Bewegung ist untrennbar mit unserem sinnlichen Erleben verbunden. Unsere Sensomotorik, also das Zusammenspiel zwischen Reizaufnahme und Reizantwort in Form von Bewegung, ist die erste Ebene, mit der wir auf die Welt schauen und auf sie reagieren. Unsere Sensomotorik hängt von unserem Körper ab, der uns mit seinen Grenzen all die Erfahrungen machen lässt. Zurück zum Fühlen, dorthin, wo Öffnen und Schließen richtungsweisend für unser Leben ist. Unser Körper ist sichtbar gewordene Liebe, er ist das Licht, welches leuchten will.
Unser Körper als sichtbare Materie offenbart uns, was im innersten der Materie ist, nämlich nichts mehr, was an Festigkeit erinnert, sondern alles in Bewegung ist. Wenn wir eine Materie, ganz gleich welche, ob ein Stein oder ein Stück Holz, zerkleinern, und zwar so, dass am Ende nichts mehr an ihre Ursprungsform erinnert, das heißt, wenn wir die Materie bis in die kleinste Einheit aufspalten, so gelangen wir zum Schluss zu einer Qualität, die keine Struktur mehr aufweist, sondern nur Bewegung, ähnlich die einer Welle. In jedem Augenblick Bewegung, die Leben erschafft.
Das Leben – mit all seinen Brüchen, seinen schmerzhaften Erfahrungen genauso wie mit dem Innehalten in einem zauberhaften Augenblick – will getanzt werden, das heißt: gesehen, gehört, gefühlt und berührt werden. Im Tanz öffnen wir uns für den Dialog zwischen dem Innen- und dem Außenraum, öffnen uns für den Wandel. In dem Augenblick, wo es keine Trennung mehr zwischen Innen und Außen gibt, dort, wo alles im Wandlungsprozess ist, kann sich die Angst nicht festkrallen. Hier erwächst der Löwenmut, die volle Verantwortung für unser Leben zu übernehmen.
„Man verändert die Dinge nicht, indem man gegen die existierende Wirklichkeit ankämpft. Um etwas zu verändern, muss man ein neues Muster erschaffen, das das bestehende hinfällig macht.“ (R. Buchminster Fuller. Das Zitat ist aus dem Buch von Marica Bodrozic, Pantherzeit. Vom Innenmaß der Dinge).

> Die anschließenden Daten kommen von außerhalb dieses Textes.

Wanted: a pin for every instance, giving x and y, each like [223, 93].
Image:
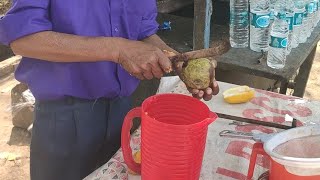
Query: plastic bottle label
[316, 6]
[290, 22]
[260, 21]
[243, 18]
[297, 20]
[277, 42]
[271, 15]
[310, 7]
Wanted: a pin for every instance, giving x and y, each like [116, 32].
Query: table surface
[225, 158]
[244, 60]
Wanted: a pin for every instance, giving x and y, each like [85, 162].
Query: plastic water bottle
[311, 17]
[299, 9]
[239, 23]
[305, 31]
[259, 25]
[290, 17]
[277, 54]
[272, 12]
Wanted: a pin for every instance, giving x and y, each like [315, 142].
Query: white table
[225, 158]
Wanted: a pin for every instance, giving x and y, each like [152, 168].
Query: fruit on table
[237, 95]
[197, 73]
[137, 159]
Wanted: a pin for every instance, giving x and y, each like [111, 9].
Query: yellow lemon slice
[137, 159]
[237, 95]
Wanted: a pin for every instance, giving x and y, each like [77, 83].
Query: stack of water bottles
[273, 26]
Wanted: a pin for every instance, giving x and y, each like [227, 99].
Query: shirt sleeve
[149, 25]
[24, 18]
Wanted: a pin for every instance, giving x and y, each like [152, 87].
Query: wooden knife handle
[220, 49]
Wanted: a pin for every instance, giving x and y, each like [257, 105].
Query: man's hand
[143, 60]
[205, 94]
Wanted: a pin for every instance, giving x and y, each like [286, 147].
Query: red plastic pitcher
[173, 137]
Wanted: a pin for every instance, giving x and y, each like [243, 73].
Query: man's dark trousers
[72, 137]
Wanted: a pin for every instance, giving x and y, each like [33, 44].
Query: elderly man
[82, 60]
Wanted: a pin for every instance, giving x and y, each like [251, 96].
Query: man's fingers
[193, 91]
[199, 95]
[207, 94]
[157, 71]
[215, 87]
[164, 62]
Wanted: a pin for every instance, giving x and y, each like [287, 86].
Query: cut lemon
[237, 95]
[137, 159]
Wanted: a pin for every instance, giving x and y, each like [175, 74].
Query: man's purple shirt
[131, 19]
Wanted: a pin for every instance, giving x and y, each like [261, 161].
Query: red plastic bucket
[173, 137]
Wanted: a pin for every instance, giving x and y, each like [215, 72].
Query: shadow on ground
[19, 137]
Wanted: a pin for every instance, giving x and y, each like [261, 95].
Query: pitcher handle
[257, 149]
[125, 140]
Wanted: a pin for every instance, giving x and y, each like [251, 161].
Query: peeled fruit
[237, 95]
[137, 159]
[197, 73]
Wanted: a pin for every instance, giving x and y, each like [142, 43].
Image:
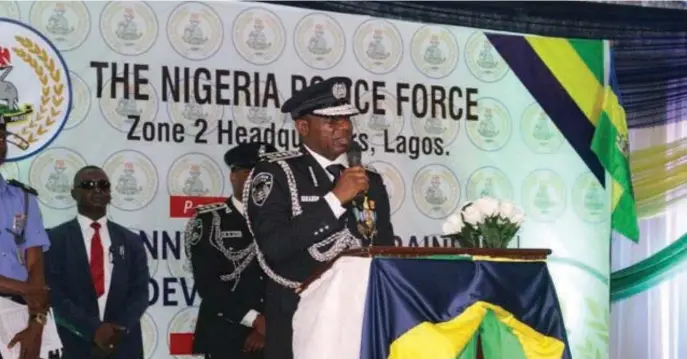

Leben ist Veränderung. Unentwegt, in jeder Sekunde unseres Lebens fließt es hin und her, vor und zurück, rundherum. In jeder Sekunde entsteht neues Leben. Die innere Dynamik des Körpers, seine lebendigen Prozesse: die Atmung, der Herzschlag, das Nervensystem, der Stoffwechsel … unser Körper besteht aus Abermillionen von Zellen, eine gigantische Anzahl chemische Prozesse pro Sekunde in einer Zelle! Wenn wir uns bewegen, bewegen wir jede einzelne Zelle, sie werden buchstäblich über die Bewegung zum Tanz aufgefordert.
Wenn wir die alten Muster verlassen, die uns in die Enge und nicht in die Weite führen, nicht in das Fühlen, sondern noch mehr in das Denken, dann öffnen wir uns für die lebendigen Prozesse des Lebens. Das Leben in alten Mustern wäre ein Leben, welches sich nicht wandelt, welches kaum atmen, sich kaum bewegen kann. Dabei sind wir das Leben selbst. Deshalb ist es wichtig zu tanzen. Vertraue darauf, dass wenn du in Bewegung bist, dir ein unermessliches Potenzial zur Verfügung steht, die Herausforderungen des Lebens zu bewältigen. Nicht nur das! Über den Tanz wirst du zu Bewegung, dem Wandel selbst. Kein Medium vermag alte, nicht mehr gültige Muster aufzulösen und neue, die in die Lebendigkeit und Licht führen zu bilden wie das Tanzen.